Acepté a regañadientes, tras un par de polvos y un desafío:
—¿Vas a demostrarle que sus críticas te importan?
—¡JAMÁS!— grité, con un nabo en la mano, como Escarlata O’Hara.
Me volví loca buscando un disfraz que no me hiciera parecer la amante de Santa Claus en vez de una elfa virgen. Al final, mi madre acudió a mi rescate y le añadió diez centímetros al bajo de la falda. Los pechos venían de serie, ¡qué le íbamos a hacer! Un par de imperdibles estratégicamente colocados, y listo.
Llegó el gran día. Los críos se lo pasaron en grande. Intuyeron que era su profesor disfrazado, y eso les hizo más gracia. Juegos, villancicos, turrón, mazapán, regalos… Dos horas interminables después, la fiesta infantil terminó. Me pareció un momento ideal para escabullirnos, pero el señor Smith insistió con vehemencia: teníamos que probar su vino caliente con canela. Entre los nervios por las miradas asesinas de los miembros de la «Liga de la decencia vecinal» y que el señor Smith no paraba de rellenar mi copa (quizá con la leve e inconfesable esperanza de que dejara de controlar los imperdibles) me achispé.
Santa Claus me rescató en el preciso instante en el que el señor Smith, aprovechando un descuido de su honorable esposa, me arrastraba amoroso por la cintura hasta el desván en el que guardaba su colección de sellos. Sus genitales se salvaron in extremis de un rodillazo. Deo Gratias.

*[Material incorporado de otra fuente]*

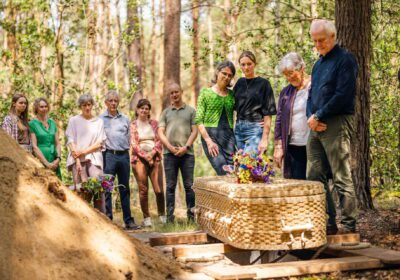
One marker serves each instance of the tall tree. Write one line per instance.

Salimos al exterior y la puerta se cerró a nuestra espalda. Hacía frío, pero yo estaba caliente. No solo por el vino, también por Él. Estaba guapísimo, con su barba y pelo espeso teñidos de blanco, el traje rojo y la barriguita postiza.
—¿Lo has hecho alguna vez vestido de Santa?—No le dejé contestar. Le empujé encima del trineo de madera cargado de regalos que adornaba el jardín, me senté a horcajadas sobre sus muslos, separé mi tanga, saqué su miembro y lo hundí en mi interior.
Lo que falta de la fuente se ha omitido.